I wrote this years later: http://mikekchar.github.io/portfolio//UsefulAndBeneficial

It might be useful to you. To give you a more concrete impression, I used to get caught up doing things that I thought were important (like trying not to let the company I was working for die a horrible death). After I quit my job I realised that there were things about my job that I hated. They were things like chasing people about following process, trying to get my idiot boss to do his job, etc, etc. Some of these things were in my job description (I was in charge of the software process for a group of about 60 people). But the most interesting thing was that if I looked at all the things I hated doing, they matched up exactly with all the things that other people hated me doing.

Then I looked at the things I liked doing. Programming. Well, pretty much it. I hated endless "discussions" about what technology to use or how we should do things, etc, etc. I just liked writing code and solving problems. And then I realised that if I picked some code that nobody else wanted to touch (because it stank to high heaven), I could do anything I wanted and everybody would be ecstatic.

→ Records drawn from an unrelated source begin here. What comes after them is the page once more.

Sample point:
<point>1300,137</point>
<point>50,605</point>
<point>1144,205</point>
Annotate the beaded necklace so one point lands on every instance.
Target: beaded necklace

So I tried it in my next job. I put my head down and just wrote code. I declined to offer any opinions on anything I wasn't actually working on. I just wrote (as it turned out) a shit-ton of code. And they loved me, of course. In fact, my boss loved me so much he started to privately ask for my opinions about stuff. So I cautiously told him and he went away and tried it for me. It turned out to be successful. "Oh... That's why you want a manager", I thought. "Someone who is good at not getting into arguments and persuading people and doesn't mind spending their whole day in meetings".

Anyway, from there it was pretty good. But I have to say that I loved quitting my job in the end. I even emailed RMS and said, "I now understand what you meant when you wrote, 'Not everybody needs to be a professional programmer'". Because you really, really don't. When I was teaching, I wrote so much more code for myself than I ever did when I was a programmer. If you really want to be a programmer -- a free programmer, then write free software. You can be a landscaper, school teacher, electrician or even a waiter and write free software. That's what freedom means.

Being a programmer is a job. It's a good job (kinda boring and you have to get good at those interpersonal skills, but at least you aren't hauling nuclear waste around). You don't have to do it, though. You can do any job. All jobs suck in different ways and are good in different ways. But you have a choice. You have freedom and that's a massive blessing.

These days I wonder about staying in this field. I like my boss quite a lot (amazing guy). I like my colleagues quite a lot. I like my work... kinda... I'd rather be doing my own thing, but it's still kind of fun. I like my situation. I don't get paid anywhere near what I would in the SV or the like, but it's still multiples of working as an assistant language teacher. I'm still not sure, though. Who knows what the future will bring.